La quatrième de couverture commence par ces mots : « Nous n'arrivons même plus à nous mettre d'accord sur les faits. » La première question que je me suis posée fut, en commençant ce petit opus de 158 pages : Mais avons-nous jamais été d'accord sur les faits ?

Il me revient à l'esprit une discussion avec une amie de confession juive lors des massacres de Sabra et Chatilla en 1982. Pour mémoire, voici ce qui s'y était passé, selon Wikipédia : « le massacre de Sabra et Chatila a été perpétré du 16 au 18 septembre 1982 envers des Palestiniens du quartier de Sabra et du camp de réfugiés palestiniens de Chatila situés à Beyrouth-Ouest par les milices chrétiennes des phalangistes lors de la guerre civile libanaise et l'intervention israélienne au Liban. Selon les estimations, le massacre fit entre 460 et 3 500 victimes. » La discussion qui fit rage dans les médias d'alors était de savoir si Israël pouvait être tenu ou non pour co-responsable de ces massacres. Et sans surprise, selon le « camp » des uns et des autres, Israël était naturellement co-responsable ou totalement en dehors du coup. La discussion avec mon amie d'alors refléta sans surprise ce différend. Je compris alors qu'il n'existe pas de faits, mais « seulement » des opinions sur des faits.

Et nous voilà entrés de plain-pied dans cet essai.

L'objectif de ce petit opus de Géraldine Muhlmann (GM) est de réfléchir à la façon dont opère la fabrication de l'information (le journalisme, pour faire court) dans notre pays et dans le monde occidental pour tenter de rapporter des « faits » aux citoyens, aux lecteurs, aux spectateurs, aux internautes, d'en comprendre les évolutions et de saisir quels sont les impacts de la multiplication des supports d'information qui envahissent nos vies (ce qu'elle nomme la virtualisation du monde).

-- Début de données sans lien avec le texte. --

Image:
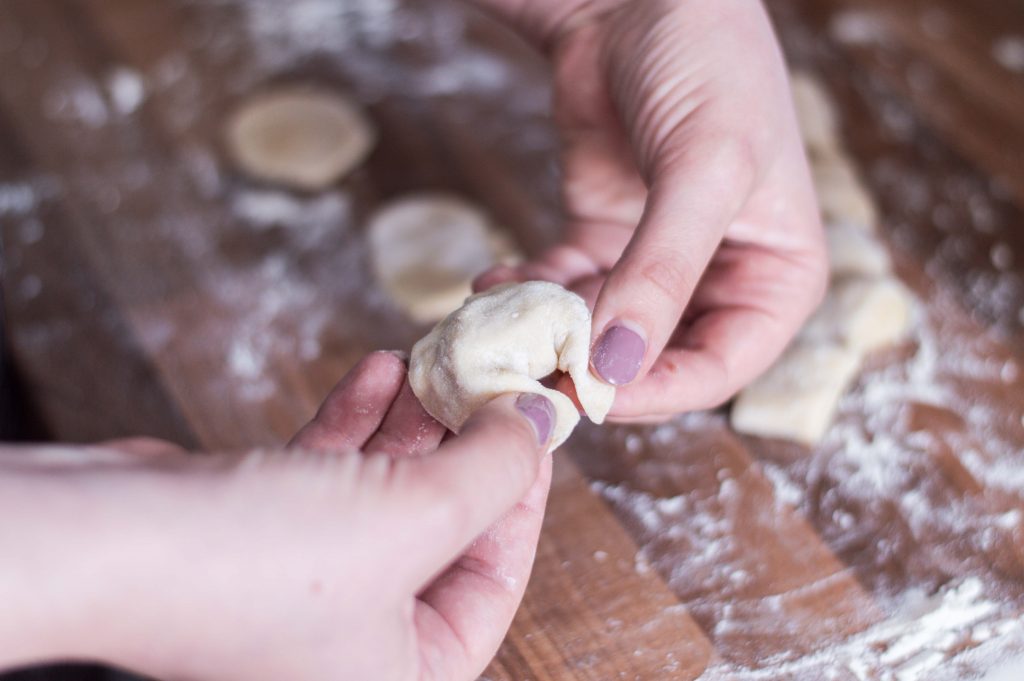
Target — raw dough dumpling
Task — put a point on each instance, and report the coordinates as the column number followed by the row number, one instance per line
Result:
column 426, row 250
column 503, row 341
column 300, row 137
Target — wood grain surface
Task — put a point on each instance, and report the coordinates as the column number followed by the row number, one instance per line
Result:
column 150, row 289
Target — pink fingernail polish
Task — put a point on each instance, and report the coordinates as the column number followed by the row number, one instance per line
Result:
column 619, row 354
column 540, row 412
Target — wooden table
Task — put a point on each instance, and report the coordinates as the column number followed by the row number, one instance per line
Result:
column 150, row 289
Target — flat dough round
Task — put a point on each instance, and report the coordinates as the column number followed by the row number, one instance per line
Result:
column 426, row 250
column 503, row 341
column 300, row 137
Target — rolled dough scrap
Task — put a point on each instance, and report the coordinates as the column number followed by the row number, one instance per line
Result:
column 797, row 398
column 842, row 196
column 815, row 114
column 503, row 341
column 426, row 250
column 863, row 314
column 855, row 252
column 300, row 137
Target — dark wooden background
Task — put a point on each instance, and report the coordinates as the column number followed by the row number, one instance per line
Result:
column 151, row 290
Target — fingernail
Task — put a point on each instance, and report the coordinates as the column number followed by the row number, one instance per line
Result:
column 540, row 412
column 619, row 354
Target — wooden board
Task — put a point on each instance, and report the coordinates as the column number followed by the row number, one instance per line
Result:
column 150, row 289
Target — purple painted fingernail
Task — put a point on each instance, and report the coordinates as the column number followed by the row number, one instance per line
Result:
column 619, row 354
column 540, row 412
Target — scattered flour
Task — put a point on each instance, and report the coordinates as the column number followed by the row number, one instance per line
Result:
column 127, row 90
column 1009, row 52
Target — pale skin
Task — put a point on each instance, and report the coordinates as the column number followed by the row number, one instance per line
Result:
column 368, row 549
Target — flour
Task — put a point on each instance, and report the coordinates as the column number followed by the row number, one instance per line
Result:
column 1009, row 52
column 126, row 90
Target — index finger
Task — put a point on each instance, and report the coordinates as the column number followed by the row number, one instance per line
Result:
column 473, row 479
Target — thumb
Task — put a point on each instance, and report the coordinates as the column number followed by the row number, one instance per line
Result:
column 475, row 478
column 694, row 196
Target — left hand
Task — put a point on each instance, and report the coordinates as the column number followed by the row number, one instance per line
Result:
column 692, row 224
column 369, row 550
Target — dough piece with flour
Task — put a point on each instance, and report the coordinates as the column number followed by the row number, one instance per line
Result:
column 863, row 314
column 842, row 196
column 298, row 136
column 853, row 252
column 426, row 250
column 505, row 340
column 797, row 397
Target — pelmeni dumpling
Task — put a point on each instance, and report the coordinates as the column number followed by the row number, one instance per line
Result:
column 503, row 341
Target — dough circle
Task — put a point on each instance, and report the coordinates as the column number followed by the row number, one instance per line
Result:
column 298, row 136
column 503, row 341
column 426, row 250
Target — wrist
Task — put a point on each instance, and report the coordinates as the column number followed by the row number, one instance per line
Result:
column 74, row 553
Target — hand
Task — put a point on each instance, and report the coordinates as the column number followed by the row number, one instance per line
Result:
column 313, row 563
column 691, row 218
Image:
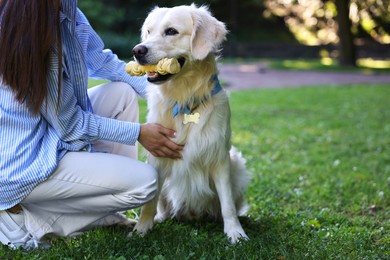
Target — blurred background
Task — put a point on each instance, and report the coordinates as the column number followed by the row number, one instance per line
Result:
column 342, row 31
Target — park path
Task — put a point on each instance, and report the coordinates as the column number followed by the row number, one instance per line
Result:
column 249, row 76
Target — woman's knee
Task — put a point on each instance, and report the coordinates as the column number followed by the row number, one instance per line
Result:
column 145, row 190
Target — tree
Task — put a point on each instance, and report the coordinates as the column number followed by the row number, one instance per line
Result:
column 347, row 50
column 319, row 22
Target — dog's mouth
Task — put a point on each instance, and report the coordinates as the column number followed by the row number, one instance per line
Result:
column 156, row 78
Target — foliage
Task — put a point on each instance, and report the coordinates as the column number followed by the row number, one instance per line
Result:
column 313, row 22
column 319, row 190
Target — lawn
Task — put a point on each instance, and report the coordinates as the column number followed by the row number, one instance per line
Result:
column 320, row 164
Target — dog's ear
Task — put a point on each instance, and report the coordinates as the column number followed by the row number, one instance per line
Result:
column 208, row 33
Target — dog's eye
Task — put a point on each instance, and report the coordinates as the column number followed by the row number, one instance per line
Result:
column 171, row 31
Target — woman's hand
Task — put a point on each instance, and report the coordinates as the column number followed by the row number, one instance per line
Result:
column 155, row 139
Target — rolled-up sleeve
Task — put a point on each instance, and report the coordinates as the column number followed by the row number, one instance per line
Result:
column 103, row 63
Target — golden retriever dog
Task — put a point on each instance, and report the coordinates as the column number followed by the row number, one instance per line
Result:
column 210, row 178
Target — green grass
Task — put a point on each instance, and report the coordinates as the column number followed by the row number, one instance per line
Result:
column 320, row 164
column 365, row 66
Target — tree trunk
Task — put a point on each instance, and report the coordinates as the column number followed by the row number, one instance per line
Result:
column 347, row 50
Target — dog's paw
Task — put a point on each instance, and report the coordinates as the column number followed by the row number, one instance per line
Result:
column 236, row 234
column 142, row 227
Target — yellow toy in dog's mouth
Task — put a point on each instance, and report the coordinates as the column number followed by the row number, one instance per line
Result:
column 163, row 67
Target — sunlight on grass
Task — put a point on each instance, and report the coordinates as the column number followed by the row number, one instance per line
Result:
column 319, row 160
column 376, row 64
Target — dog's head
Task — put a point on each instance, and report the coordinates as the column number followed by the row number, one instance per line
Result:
column 188, row 33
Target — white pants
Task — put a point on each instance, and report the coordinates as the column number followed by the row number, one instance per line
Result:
column 87, row 189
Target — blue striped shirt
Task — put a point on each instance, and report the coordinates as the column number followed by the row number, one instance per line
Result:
column 31, row 145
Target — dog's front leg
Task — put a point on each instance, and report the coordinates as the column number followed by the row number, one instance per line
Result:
column 232, row 226
column 145, row 221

Il ne traite pas de ce qui se passe dans les systèmes politiques illibéraux ou dictatoriaux.

L'auteure est diplômée d'écoles de journalisme française et américaine et agrégée de philosophie de Normal sup. Elle est enseignante à la Sorbonne, journaliste, écrivaine et anime depuis des longtemps diverses émissions à la télévision et à la radio. Elle anime en particulier avec un immense talent l'émission « Avec philosophie » chaque jour sur France Culture. Voilà pour les présentations.

Quelques remarques sur la forme d'abord : GM consacre de très nombreux passages à l'histoire du journalisme américain (en 1830 à nos jours) et notamment à l'invention du concept de reporter : ce « témoin des faits ». J'ai trouvé que l'auteur avait la main très lourde sur ce point. Les citations, les ouvrages et références américaines viennent obérer la pertinence du propos s'agissant de la presse telle qu'elle existe dans notre pays. Trop d'exemples sont tirées de l'histoire américaine et semblent peu transposables à l'analyse appliquée à la situation française. A l'inverse, lorsque l'auteure « décortique » l'émission de Cyril Hanouna, TPMP, (p. 76) le passage est extraordinairement éclairant. Même chose pour les grands JT de la télévision (p. 61). J'aurais vraiment aimé d'autres exemples de ce type.

De surcroît, le recours systématique à de très nombreux mots, expressions, citations en américain m'a semblé exagéré. Non, que je ne comprenne pas l'anglais (j'ai passé 7 ans aux États-Unis), mais l'auteure semble nous dire que notre langue n'est pas en mesure d'exprimer avec exactitude la complexité du propos. Prisme étonnant.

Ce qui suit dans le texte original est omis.